I would like to divide the advertisement budget into two categories:
- Ad publisher budget: “Where should I invest my next euro?” “Should it go to Facebook or Google?” or “Should it be spent to place ads on Twitter or Snapchat?”
- Campaign budget – After we decide which ad publisher will get our euros, we should then decide how the budget will be divided among our campaigns.
As I see it, although they directly affect marketing department efforts, these decisions should not be the responsibility of the marketing department but should be made by the finance team or the controller. This way we can ensure that the decisions will be driven by facts–not feelings–and that we will not be manipulated by the ad publisher. Obviously, setting ROI targets is necessary!
Ad publisher budget – Media Mix Modeling (MMM)
The biggest problem for everyone is how to divide the budget among the ad publishers. This has been an issue since the beginning of online marketing and continues to be a problem even today. Many models have been constructed to resolve the issue, but the problem is due to the fact that the marketers mistrust the algorithm that tells them what to do and the finance people do not want to miss an opportunity for growth.
Many companies have adopted the MMM model to solve this problem, but one part has been forgotten: companies have forgotten that they need to create trust between the marketers, who feel the ramifications of the investment decisions, and the finance people, who make the decisions. I have a very simple solution: allocate 15% of the budget for testing. Anyone who thinks he can improve on the model can use the budget to prove it. This budget can also be used for testing new ad partners.
To efficiently allocate your ad publisher budget, you simply need to know the cost and the conversion, which will allow you to calculate the added value of each of the players. If you wish to go one level deeper, you can individually consider each of the ad publishers, keeping in mind that your budget is limited to 500,000 a month. However, there is no reason to spend that much.
Campaign budget – Campaign budget allocation (CBA) model
I was told that solving this problem would be simple and that “since there is now a budget, set the campaigns into motion and make life and death decisions for your campaign.” Not enough budget can completely kill the ad campaign; however, a budget too large could lead to wasted effort. But dividing the budget equally amongst the campaigns does not work either.
To find an effective solution to this problem, we need to understand what we wish to accomplish by pursuing some of the campaigns.

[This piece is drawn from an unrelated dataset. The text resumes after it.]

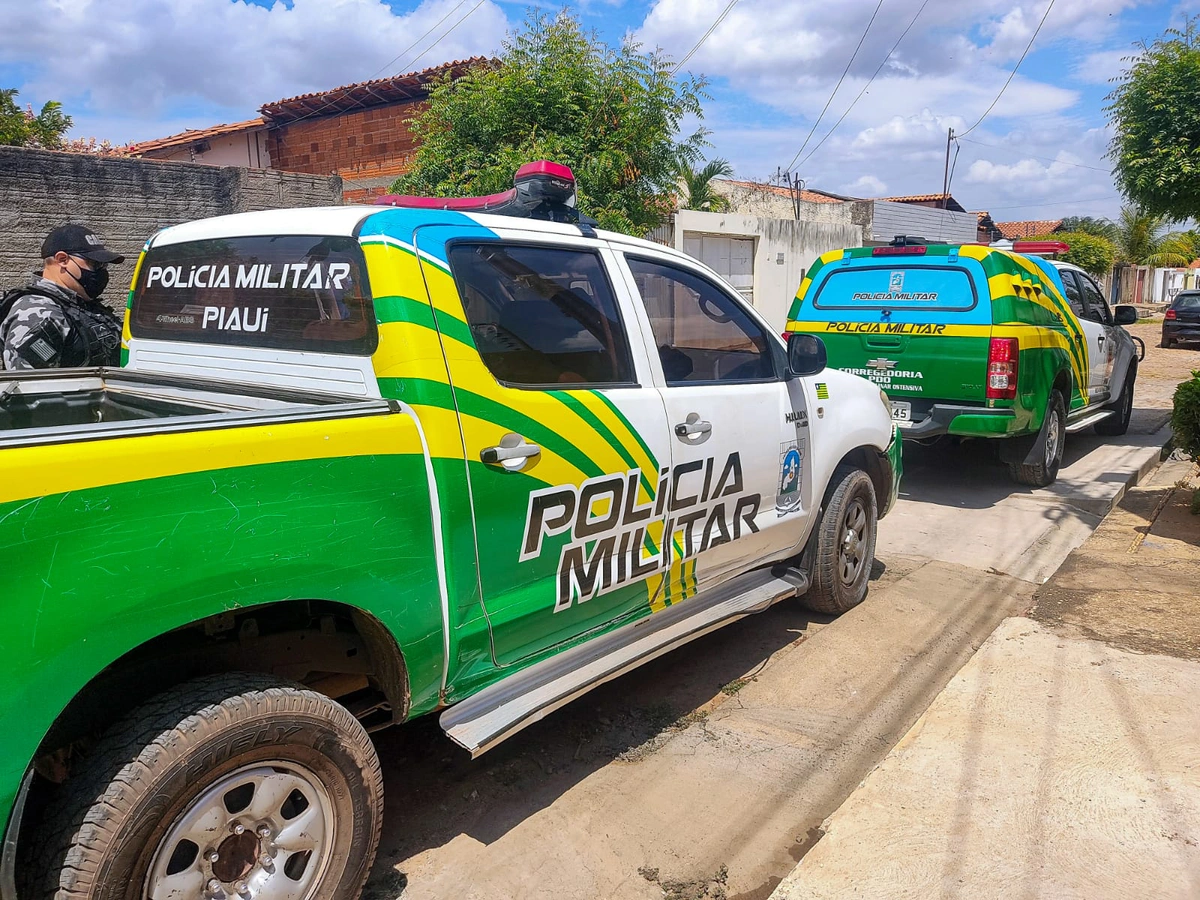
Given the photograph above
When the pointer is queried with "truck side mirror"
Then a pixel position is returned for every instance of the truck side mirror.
(1126, 315)
(805, 354)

We also must differentiate between the campaigns that we are just learning about and the campaigns that are mature. The CBA should solve this problem for you.
When it comes to allocating part of the budget to a particular campaign, I would consider the following:
- Campaign life – How long has the campaign been running? If it’s less than 14 days, I would not spend any money in case it doesn’t reach its full potential. I would allow it to develop and if it reaches its budget limit and the conversion rate is good, I would inject more money into it.
If the campaign is mature, there are three factors to consider: the bidding, the conversions, and whether the campaign is under A/B testing.
- Campaign bidding If the bidding campaign has only recently changed, i.e., within the past few days, I would not increase the budget.
- Creatives change – If only a few of the goals within the campaign have changed, I would not worry about it; However, if all or a majority of them change, I would not touch the budget
- A/B testing – if the campaign is being tested regularly, I would not change the budget, as this will contaminate the testing.
We note that we should still only allocate 15% of the budget for testing; the remainder should be allocated to those campaigns with the best performance.
These are only a few of my ideas on how to divide the budget among the campaigns, but this set of rules can be automated so that all the details will be managed.
Overall, budgeting is not a subject for the marketing people, who complain they don’t have enough money. The job of the marketing team is to convince the company they are making a difference and deserve to receive a larger piece of the budget “pie.”.
Budget allocation it a cornerstone of performance marketing, but let’s face it: the budget is limited, and as such, the spending of each euro should be based on the performance of the ad partners and the campaign.